Cascading failures seem to be a recurring theme amongst hosting providers..

mdellavo · on Oct 27, 2012

Cascading failures are a recurring theme in outages among many interconnected systems. The Northeast blackout of 2003 is one such example.

gizmo686 · on Oct 27, 2012

That because hosting providers have their systems set up to bypass contained failures. Single failures are transparently compensated for, so you never notice them. The only system that could take down the entire network is (mostly) the load-balancing/failure-compensating system. It makes sense that the bugs in these system are almost exclusivly cascade failures.

rhizome · on Oct 27, 2012

I know neteng isn't the simplest thing in the world, but I was struck that for all the "Google Interview...dummies don't even think about it" stories (not to mention Microsoft-mockery the last couple decades), the fix was first to reboot everything, then when that lumped too much traffic in the wrong places, to reboot everything more slowly, 4hrs later, which fixed everything in 35min.

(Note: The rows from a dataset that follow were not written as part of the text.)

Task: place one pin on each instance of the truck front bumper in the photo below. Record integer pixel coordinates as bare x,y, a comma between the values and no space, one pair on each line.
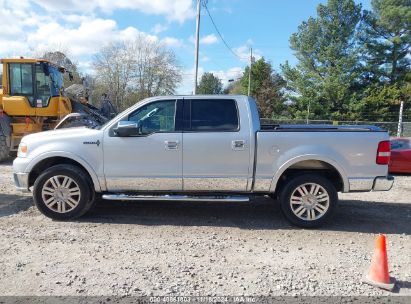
380,183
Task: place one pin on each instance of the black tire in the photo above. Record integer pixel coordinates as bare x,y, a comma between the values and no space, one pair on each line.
84,201
309,203
4,148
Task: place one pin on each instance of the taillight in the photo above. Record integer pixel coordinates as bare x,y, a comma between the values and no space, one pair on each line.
383,153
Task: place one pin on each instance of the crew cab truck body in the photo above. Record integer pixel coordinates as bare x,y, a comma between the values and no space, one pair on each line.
206,148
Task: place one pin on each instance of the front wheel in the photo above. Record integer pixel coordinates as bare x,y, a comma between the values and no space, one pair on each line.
63,192
308,200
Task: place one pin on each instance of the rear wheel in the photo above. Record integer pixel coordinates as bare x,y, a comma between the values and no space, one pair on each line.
309,200
63,192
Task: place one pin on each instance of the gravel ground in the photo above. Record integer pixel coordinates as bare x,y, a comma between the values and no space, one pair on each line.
160,248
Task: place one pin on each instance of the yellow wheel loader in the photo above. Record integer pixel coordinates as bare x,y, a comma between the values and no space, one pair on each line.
32,100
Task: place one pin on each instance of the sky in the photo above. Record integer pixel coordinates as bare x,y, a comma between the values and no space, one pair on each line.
82,27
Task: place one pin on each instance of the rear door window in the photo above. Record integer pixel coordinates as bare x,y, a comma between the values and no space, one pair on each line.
214,115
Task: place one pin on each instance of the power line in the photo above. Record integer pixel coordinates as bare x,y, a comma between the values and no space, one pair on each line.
221,36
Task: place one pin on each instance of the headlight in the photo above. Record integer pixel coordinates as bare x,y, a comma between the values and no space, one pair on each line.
22,151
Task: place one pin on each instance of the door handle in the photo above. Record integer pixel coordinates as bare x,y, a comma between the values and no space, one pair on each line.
238,145
171,145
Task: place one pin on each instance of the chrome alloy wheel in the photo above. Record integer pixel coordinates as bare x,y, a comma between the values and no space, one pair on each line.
61,194
309,201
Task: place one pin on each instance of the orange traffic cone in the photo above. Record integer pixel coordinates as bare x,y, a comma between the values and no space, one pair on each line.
378,274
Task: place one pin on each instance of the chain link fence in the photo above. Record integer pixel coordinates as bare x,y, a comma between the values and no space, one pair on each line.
391,127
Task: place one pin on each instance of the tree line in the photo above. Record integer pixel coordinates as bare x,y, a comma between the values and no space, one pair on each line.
352,64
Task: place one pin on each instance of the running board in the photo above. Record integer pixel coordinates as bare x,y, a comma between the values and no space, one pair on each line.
176,198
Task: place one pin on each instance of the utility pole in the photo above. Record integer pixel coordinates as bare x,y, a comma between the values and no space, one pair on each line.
400,120
197,48
249,71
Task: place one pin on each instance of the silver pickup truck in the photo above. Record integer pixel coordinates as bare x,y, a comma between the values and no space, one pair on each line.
201,148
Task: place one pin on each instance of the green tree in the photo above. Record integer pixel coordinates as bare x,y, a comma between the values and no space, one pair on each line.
325,77
266,88
210,84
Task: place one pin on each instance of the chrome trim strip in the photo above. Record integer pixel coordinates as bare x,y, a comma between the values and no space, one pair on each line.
360,184
180,198
383,183
21,181
144,183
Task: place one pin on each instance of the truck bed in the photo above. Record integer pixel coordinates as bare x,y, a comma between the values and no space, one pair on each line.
318,128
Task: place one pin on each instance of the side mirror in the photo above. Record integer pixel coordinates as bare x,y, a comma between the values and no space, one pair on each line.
127,128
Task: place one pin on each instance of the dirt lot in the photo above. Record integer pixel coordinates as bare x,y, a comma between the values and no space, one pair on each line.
200,248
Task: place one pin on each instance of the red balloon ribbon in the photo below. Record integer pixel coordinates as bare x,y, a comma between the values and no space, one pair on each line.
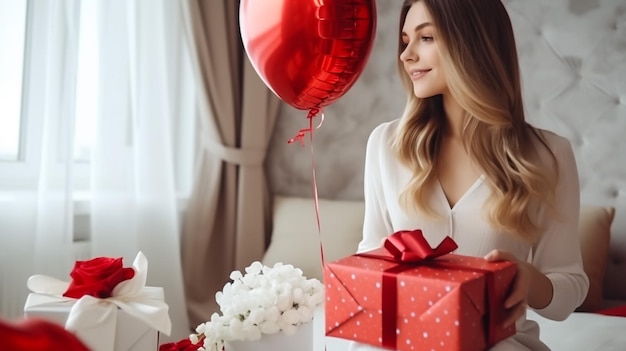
411,246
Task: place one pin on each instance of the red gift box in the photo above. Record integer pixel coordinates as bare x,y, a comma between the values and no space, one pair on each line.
402,298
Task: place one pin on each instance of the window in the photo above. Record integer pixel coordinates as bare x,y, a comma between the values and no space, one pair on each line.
25,27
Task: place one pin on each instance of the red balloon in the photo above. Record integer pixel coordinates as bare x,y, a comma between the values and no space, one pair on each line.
308,52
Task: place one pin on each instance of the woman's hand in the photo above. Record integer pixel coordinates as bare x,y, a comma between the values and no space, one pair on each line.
530,287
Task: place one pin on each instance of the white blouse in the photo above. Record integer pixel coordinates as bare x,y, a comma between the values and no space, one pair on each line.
556,254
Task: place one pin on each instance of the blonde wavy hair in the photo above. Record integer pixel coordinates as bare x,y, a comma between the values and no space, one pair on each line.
479,57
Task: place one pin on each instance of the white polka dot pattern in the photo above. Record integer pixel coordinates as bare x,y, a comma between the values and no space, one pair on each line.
441,305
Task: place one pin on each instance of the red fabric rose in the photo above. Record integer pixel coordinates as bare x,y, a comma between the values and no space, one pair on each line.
182,345
37,334
97,277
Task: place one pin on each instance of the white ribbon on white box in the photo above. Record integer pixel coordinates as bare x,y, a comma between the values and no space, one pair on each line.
90,315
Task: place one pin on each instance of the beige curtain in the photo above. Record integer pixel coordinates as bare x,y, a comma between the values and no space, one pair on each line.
227,223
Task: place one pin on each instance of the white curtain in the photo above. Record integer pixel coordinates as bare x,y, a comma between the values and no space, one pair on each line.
132,198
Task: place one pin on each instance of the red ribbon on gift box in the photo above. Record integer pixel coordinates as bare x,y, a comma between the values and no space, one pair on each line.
408,248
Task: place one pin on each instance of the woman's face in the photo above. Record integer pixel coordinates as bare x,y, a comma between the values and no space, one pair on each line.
421,55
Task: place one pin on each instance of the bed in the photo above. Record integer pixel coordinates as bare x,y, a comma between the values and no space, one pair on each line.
573,60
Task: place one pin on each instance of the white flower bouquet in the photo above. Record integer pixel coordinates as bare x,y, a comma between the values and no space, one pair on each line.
264,300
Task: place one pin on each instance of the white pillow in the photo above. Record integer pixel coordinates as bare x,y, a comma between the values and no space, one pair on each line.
296,238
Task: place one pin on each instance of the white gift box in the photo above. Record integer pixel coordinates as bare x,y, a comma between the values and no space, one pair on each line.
129,320
131,334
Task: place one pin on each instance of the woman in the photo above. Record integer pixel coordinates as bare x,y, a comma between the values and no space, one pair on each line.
463,162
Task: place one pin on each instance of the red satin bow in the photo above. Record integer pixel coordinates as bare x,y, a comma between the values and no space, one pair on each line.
411,246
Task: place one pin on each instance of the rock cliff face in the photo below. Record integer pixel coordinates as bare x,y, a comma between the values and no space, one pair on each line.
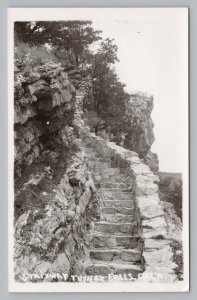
43,105
140,136
58,202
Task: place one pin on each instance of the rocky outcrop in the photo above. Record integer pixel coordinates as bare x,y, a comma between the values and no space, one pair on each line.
52,237
43,104
140,136
150,219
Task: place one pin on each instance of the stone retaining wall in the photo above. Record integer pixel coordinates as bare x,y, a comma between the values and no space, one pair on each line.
150,216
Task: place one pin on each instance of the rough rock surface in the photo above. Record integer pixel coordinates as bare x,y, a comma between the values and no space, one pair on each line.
94,212
149,218
43,104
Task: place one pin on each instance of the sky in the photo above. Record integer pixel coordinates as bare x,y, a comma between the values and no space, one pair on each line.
152,50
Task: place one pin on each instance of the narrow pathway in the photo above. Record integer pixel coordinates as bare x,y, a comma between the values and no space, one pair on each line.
115,248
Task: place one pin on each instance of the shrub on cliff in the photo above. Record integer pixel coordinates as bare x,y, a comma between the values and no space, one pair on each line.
26,54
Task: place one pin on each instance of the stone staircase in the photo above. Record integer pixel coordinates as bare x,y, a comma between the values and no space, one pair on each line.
115,246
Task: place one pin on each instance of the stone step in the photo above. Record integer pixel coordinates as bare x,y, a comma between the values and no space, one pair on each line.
115,228
104,268
98,164
107,170
108,184
129,255
116,193
118,210
117,218
100,240
119,203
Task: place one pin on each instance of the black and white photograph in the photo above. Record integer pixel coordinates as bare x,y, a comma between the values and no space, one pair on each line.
98,150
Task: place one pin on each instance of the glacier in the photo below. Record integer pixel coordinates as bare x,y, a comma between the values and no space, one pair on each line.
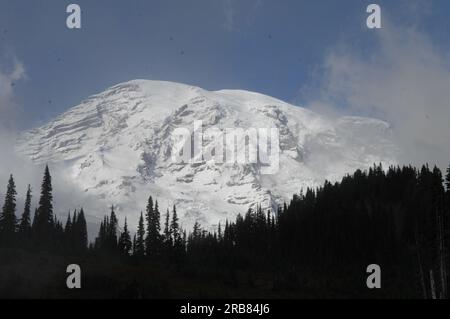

packetslave · on Oct 27, 2012

Think "load balancing service" when you see "traffic router" in this case. This was not necessarily a case of physically rebooting a Juniper or something.

rhizome · on Oct 27, 2012

That's one interpretation, but from what little information they offer it seems their initial "reboots" (of whatever form) introduced asymmetric traffic loads that blew out some segments, after which they chased fixes for a couple hours.